Quoting Pope Benedict:
While we rejoice in the new possibilities open to humanity, we also
see the dangers arising from these possibilities and we must ask
ourselves how we can overcome them. We will succeed in doing so only
if reason and faith come together in a new way, **if we overcome the
self-imposed limitation of reason to the empirically verifiable**, and
if we once more disclose its vast horizons. In this sense theology
rightly belongs in the university and within the wide-ranging dialogue
of sciences, not merely as a historical discipline and one of the
human sciences, but precisely as theology, as inquiry into the
rationality of faith.
It’s interesting because I found just the opposite of what Greylorn and Broere observed. I highlighted a different statement.

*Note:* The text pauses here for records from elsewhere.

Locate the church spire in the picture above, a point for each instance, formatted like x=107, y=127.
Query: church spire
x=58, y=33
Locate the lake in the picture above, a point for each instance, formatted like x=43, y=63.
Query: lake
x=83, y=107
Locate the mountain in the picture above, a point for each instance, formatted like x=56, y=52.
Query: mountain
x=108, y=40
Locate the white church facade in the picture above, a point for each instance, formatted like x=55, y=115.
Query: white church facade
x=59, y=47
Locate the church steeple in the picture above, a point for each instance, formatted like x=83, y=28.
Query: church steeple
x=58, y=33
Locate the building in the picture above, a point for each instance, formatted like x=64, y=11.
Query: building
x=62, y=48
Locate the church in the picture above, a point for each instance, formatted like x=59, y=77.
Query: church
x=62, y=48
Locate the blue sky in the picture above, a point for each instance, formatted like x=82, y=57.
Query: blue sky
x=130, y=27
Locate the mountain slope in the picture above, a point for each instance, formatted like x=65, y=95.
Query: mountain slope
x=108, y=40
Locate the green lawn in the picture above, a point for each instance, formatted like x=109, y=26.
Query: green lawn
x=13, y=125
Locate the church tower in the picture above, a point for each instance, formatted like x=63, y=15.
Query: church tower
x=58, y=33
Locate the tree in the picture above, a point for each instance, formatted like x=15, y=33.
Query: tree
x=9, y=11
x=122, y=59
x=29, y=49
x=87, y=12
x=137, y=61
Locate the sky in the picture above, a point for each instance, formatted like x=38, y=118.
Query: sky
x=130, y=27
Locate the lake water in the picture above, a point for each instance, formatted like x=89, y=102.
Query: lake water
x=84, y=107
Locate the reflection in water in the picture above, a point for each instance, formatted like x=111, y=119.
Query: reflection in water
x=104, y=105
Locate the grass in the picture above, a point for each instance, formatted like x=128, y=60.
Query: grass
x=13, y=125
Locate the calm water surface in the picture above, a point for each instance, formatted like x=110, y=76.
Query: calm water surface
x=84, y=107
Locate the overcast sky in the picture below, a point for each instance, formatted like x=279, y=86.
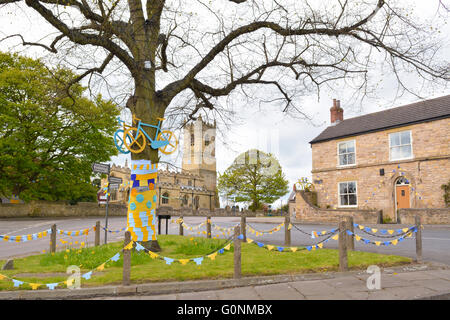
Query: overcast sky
x=270, y=130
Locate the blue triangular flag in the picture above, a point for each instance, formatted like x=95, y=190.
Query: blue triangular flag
x=116, y=257
x=51, y=286
x=17, y=283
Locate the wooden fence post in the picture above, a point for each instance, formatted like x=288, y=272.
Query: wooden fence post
x=126, y=260
x=418, y=239
x=180, y=226
x=343, y=259
x=243, y=228
x=97, y=233
x=208, y=227
x=53, y=239
x=237, y=253
x=287, y=231
x=350, y=238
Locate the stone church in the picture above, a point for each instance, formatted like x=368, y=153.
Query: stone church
x=191, y=186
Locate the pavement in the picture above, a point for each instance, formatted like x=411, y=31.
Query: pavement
x=426, y=281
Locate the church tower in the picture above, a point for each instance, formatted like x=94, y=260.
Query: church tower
x=199, y=151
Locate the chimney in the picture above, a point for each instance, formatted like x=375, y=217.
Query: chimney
x=336, y=112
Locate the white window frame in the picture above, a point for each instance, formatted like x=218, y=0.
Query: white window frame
x=337, y=152
x=411, y=144
x=339, y=195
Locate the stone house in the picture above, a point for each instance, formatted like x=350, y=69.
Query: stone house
x=388, y=160
x=191, y=186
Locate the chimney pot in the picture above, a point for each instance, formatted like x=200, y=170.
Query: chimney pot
x=336, y=112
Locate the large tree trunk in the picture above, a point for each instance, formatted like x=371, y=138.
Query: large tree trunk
x=141, y=217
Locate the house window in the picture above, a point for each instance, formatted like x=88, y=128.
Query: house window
x=165, y=198
x=347, y=194
x=346, y=153
x=400, y=145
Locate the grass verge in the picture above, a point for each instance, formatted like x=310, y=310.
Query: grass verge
x=48, y=268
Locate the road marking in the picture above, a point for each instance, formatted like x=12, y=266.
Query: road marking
x=33, y=226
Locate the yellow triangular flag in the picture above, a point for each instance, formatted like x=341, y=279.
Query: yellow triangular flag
x=212, y=256
x=34, y=286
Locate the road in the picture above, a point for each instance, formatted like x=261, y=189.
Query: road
x=436, y=239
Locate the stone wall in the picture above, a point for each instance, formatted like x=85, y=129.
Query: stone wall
x=88, y=209
x=59, y=209
x=428, y=216
x=426, y=171
x=307, y=212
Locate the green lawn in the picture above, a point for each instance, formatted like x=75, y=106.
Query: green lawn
x=47, y=268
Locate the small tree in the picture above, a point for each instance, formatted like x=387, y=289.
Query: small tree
x=254, y=177
x=48, y=141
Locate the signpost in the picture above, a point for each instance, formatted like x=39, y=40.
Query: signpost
x=104, y=168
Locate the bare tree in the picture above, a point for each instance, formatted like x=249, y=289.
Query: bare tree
x=202, y=51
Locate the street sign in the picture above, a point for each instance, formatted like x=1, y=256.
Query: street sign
x=115, y=180
x=114, y=186
x=100, y=168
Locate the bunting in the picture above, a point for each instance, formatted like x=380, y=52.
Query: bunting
x=409, y=232
x=51, y=286
x=182, y=261
x=27, y=237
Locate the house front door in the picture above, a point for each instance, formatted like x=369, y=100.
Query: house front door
x=402, y=193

Pope Benedict is writing against scientism here – against materialistic-atheism. He rightly points out that reason should not be limited to the empirically verifiable (as many evolutionists, etc. claim it must be).
What we might expect from this is a follow-up where the Pope states that theology should not be limited to divine revelation alone. There’s no reason for him to say that because Catholic thoelogy has never been limited to revelation. Theology is faith seeking understanding. The understanding comes from rational thought.
But in this address at Regensburg, Pope Benedict was confronting two extremes:
- Atheistic scientism (materialist-evolution, etc)
- Irrational fideism (Islam)
This is the speech that got him into big trouble in the Muslim world, as we know. But he also directed his aim at those who reduce human experience and knowledge to merely the superficial aspects of matter and energy alone (which is irrational in itself).
In any case, greylorn – I’m very glad to see your appreciation of Pope Benedict’s words. I think you’ll find his to be a creative thinker.